Walter Carl

I'm a researcher and a builder. The work I'm best at sits at the seam between evidence and decision.

The thread running through my work is the same question I've been chasing since graduate school: how do you measure what people actually do, distinct from what they say they do, and translate that into something a business can act on?

I started in academic research. After a Ph.D. in Communication Studies at the University of Iowa and a year as a visiting researcher in the Discourse and Rhetoric Group at Loughborough, I joined Northeastern University as a tenure-track faculty member in 2002. There I developed G2X, the first independently validated framework for measuring the spread and ROI of word-of-mouth marketing using longitudinal test/control with validated purchase. The methodology drew enough commercial interest that I negotiated a formal technology-transfer agreement with Northeastern in 2007. I ran the company and my faculty position in parallel for two years before leaving academia in 2009 to focus on the business full-time.

The company that became Purchased grew from that origin into a broader consumer insights firm working with the world's largest advertisers and retailers. Over eighteen years I led methodology, product, and the major client relationships. We built Shopalong™, a custom mobile platform that powered a top U.S. retailer's holiday-season omnichannel war room across consecutive Thanksgiving-through-Cyber-Monday periods, with results validated against the retailer's internal POS data. With a leading consumer-technology company's internal audience-measurement team we developed a proprietary Full-Funnel Impact of Digital Advertising methodology, adopted broadly across that company's account teams and backed by a benchmark database that now exceeds a million data points. For another major consumer-technology firm we ran an operating-system launch tracking program, a year-long search-experience study, and a multi-country enterprise trial app localized for thirty countries and twenty languages. For a global apparel holding company we won a multi-year, multi-million-dollar global customer experience program covering their flagship brands — beating established research firms on agility and bespoke fit.

If there is a single thing eighteen years of this work has taught me, it is that insights only earn their keep at the decision layer. Sound methodology and defensible data are table stakes. The engagements that mattered — the ones that actually changed pricing, product, or media spend — weren't the ones with the most rigorous design. They were the ones where someone took the time to listen carefully, understand what the client actually needed (which is often different from what they say they need), translate cleanly between the technical and non-technical people in the room, and carry the work through to a decision someone made differently.

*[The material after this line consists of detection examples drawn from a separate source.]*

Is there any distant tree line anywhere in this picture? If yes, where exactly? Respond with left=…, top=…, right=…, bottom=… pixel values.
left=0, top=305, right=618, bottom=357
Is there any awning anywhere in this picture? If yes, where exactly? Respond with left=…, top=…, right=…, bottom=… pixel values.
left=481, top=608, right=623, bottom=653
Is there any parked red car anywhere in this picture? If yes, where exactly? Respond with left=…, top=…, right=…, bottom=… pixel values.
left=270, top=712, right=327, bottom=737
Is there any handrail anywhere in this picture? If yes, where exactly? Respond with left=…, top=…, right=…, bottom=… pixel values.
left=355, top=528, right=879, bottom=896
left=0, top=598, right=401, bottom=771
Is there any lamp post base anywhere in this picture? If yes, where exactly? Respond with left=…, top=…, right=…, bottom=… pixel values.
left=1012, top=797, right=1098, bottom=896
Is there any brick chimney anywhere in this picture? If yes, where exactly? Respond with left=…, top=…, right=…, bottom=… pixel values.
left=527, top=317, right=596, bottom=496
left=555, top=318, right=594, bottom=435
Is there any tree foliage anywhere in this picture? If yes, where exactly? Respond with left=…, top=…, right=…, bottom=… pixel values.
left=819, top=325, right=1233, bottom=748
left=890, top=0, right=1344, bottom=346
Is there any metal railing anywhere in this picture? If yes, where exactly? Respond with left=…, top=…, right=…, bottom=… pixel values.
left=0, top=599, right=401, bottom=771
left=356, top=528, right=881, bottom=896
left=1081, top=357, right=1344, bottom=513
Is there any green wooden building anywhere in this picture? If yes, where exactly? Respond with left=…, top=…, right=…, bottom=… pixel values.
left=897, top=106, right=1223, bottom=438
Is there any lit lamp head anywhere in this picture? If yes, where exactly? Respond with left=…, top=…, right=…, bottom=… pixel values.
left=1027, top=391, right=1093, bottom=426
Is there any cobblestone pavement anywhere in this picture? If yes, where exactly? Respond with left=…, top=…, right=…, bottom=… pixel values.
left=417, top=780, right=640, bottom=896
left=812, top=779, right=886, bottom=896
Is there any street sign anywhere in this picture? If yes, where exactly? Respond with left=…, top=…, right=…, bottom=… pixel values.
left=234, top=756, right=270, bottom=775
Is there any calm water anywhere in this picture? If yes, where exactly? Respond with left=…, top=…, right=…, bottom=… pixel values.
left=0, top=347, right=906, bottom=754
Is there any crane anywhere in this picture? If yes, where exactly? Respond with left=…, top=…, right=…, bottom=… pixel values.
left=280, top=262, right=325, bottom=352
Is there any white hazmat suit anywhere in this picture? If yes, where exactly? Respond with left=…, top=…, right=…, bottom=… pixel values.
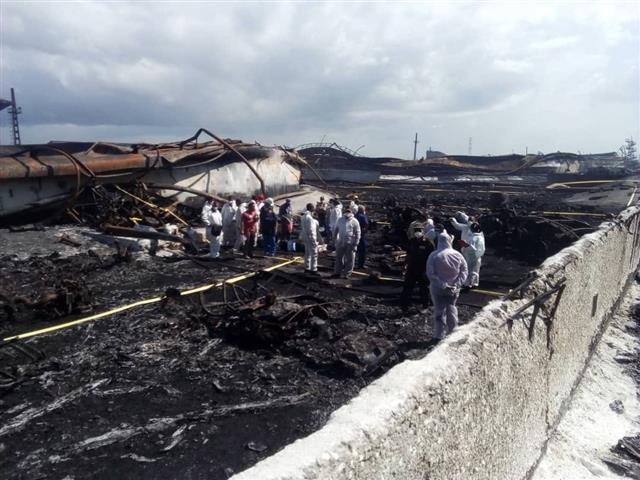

That has always been the part of the job I'm best at, and the current AI moment is making it more valuable, not less. As the friction of basic execution — access, cleaning, analysis, even initial synthesis — collapses, the premium shifts decisively toward judgment, translation, and last-mile activation. Insights is being reclassified into decision intelligence, and the people who can credibly sit at that layer are the ones who can do both halves: understand the methodology well enough to know what the data can and cannot say, and understand the business well enough to know what to do about it.

That conviction is part of why I've spent the past year building and shipping production agentic AI systems myself, end-to-end with Claude Code. The detail lives on the projects page. The builds matter to me as evidence: the senior research and insights world is full of opinions about AI; far fewer people have actually shipped systems that work in production against real users and real money.

Outside work I run a short-term rental business in the Finger Lakes of upstate New York and tinker with the card game my family has played for thirty years.